Man who beat and killed Albuquerque lady comes on trial
Munoz has been free since then, and the family said it was almost as painful as the loss of Erika Chavez, who was killed in the crash.
“To think that you are going to see the person who not only changed our lives but ruined our lives has been very difficult, and to think that this kid ran through the streets potentially hurting other families at risk and at risk is “Very heartbreaking to us and we’re just glad he’s off the road so no one has to go through what we’ve been through for the past 11 months,” said Rose Rivera, Erika’s aunt.
The death of Chavez started the “Speeding Has A Name” campaign.
“That is not an issue in a certain neighborhood,” said Mayor Tim Keller. “This happens all over the city, it has nothing to do with demographics or urban area, it’s a challenge all over the city of Albuquerque.”

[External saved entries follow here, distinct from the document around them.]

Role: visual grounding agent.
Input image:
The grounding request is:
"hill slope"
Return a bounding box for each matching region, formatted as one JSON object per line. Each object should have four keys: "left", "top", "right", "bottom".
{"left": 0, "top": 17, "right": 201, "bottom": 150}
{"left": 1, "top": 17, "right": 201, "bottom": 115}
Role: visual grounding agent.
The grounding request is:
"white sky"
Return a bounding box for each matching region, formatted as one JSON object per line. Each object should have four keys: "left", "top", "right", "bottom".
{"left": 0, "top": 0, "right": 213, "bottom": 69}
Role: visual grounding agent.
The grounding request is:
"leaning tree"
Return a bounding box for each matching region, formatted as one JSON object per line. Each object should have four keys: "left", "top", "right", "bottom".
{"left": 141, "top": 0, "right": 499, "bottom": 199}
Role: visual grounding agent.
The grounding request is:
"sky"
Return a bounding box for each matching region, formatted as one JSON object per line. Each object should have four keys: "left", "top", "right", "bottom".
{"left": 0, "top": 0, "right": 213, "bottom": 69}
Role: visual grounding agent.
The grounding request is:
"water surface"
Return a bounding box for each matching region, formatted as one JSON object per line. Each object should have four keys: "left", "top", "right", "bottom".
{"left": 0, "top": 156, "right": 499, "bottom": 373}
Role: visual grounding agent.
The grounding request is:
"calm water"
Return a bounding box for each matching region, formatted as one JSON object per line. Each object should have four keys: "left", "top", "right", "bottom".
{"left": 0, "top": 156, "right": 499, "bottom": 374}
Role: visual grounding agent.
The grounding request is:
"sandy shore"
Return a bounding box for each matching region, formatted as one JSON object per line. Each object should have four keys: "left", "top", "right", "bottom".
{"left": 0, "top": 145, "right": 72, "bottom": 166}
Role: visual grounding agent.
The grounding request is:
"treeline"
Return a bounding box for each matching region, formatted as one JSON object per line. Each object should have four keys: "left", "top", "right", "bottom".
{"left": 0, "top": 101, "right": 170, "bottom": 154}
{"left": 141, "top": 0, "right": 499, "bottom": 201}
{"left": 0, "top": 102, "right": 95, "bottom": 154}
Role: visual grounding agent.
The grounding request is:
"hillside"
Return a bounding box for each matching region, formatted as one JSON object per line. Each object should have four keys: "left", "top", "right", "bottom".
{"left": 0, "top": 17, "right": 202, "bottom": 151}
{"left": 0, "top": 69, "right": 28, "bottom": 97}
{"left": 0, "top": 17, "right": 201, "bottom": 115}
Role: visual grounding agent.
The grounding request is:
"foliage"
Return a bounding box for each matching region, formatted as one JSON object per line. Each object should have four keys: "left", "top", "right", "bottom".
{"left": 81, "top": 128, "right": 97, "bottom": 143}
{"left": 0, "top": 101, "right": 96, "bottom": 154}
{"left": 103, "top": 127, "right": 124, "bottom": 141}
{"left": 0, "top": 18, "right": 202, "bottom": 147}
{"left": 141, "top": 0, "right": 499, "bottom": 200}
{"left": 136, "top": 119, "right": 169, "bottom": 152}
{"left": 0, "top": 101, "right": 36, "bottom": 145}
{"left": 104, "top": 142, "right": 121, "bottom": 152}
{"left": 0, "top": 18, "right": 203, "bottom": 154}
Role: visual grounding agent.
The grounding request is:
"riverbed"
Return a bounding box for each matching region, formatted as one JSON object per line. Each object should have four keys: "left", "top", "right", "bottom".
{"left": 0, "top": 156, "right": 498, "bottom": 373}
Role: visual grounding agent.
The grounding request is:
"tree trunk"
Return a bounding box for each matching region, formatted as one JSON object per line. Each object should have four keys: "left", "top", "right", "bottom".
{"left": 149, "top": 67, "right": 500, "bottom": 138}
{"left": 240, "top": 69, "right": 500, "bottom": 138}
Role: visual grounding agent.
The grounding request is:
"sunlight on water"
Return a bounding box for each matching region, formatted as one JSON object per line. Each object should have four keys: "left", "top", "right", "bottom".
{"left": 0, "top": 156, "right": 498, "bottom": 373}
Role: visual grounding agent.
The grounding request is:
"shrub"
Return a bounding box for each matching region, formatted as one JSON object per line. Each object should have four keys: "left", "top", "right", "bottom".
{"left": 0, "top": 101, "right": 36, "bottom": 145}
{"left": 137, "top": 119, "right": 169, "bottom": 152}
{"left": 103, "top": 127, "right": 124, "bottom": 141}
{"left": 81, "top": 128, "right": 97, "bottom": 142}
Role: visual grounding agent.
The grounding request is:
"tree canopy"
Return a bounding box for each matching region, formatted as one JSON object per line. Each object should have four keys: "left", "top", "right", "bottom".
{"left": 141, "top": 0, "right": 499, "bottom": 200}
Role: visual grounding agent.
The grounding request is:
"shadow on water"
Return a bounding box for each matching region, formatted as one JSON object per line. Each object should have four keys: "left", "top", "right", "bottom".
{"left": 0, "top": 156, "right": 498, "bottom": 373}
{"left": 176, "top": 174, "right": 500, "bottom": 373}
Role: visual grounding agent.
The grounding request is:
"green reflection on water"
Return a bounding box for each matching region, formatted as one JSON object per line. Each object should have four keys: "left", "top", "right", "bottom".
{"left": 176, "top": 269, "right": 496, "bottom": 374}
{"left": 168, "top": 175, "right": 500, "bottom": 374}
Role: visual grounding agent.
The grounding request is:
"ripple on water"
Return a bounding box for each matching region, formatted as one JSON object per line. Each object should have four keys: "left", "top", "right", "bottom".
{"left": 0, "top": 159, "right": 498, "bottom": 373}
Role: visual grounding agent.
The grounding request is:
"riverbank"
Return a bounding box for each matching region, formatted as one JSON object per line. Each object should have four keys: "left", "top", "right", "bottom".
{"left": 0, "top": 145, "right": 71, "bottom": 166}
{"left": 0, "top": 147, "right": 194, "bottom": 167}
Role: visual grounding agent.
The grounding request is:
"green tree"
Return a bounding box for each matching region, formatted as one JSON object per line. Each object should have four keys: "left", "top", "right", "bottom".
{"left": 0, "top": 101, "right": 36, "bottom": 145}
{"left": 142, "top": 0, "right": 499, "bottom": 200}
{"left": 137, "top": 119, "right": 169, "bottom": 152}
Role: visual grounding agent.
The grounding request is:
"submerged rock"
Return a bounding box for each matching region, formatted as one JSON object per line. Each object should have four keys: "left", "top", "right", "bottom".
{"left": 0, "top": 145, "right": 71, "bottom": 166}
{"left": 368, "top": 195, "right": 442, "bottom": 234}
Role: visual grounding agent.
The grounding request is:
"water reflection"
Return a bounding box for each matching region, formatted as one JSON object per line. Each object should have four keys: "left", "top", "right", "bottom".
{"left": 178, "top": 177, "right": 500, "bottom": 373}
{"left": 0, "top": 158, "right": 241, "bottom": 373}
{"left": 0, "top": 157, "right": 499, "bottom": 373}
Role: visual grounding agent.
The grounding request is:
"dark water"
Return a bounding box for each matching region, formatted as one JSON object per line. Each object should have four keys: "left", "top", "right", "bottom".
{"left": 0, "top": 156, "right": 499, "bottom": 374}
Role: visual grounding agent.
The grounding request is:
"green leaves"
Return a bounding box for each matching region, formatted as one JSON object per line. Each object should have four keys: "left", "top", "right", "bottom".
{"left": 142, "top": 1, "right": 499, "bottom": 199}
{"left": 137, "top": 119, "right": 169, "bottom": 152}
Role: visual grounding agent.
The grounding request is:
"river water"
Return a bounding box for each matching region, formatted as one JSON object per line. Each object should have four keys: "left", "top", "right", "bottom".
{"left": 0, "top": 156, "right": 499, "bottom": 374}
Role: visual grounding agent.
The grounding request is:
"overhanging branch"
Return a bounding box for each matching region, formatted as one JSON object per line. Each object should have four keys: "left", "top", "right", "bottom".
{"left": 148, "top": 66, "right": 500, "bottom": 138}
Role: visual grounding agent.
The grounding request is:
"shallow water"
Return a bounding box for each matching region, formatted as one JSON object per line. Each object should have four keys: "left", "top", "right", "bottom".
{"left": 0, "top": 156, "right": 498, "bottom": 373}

Albuquerque police said it only got worse during the pandemic.
“We have to make sure that these people are accountable and provide resources for these problems,” said APD boss Harold Medina.
The “Speeding Has A Name Campaign” kicks off Monday with TV, radio spots, billboards and information on social media to ensure the community is united against an avoidable problem.
“Our lives have changed forever and it was important for us to come here and share our story to make sure another family doesn’t go through what we’re going through,” said Rose.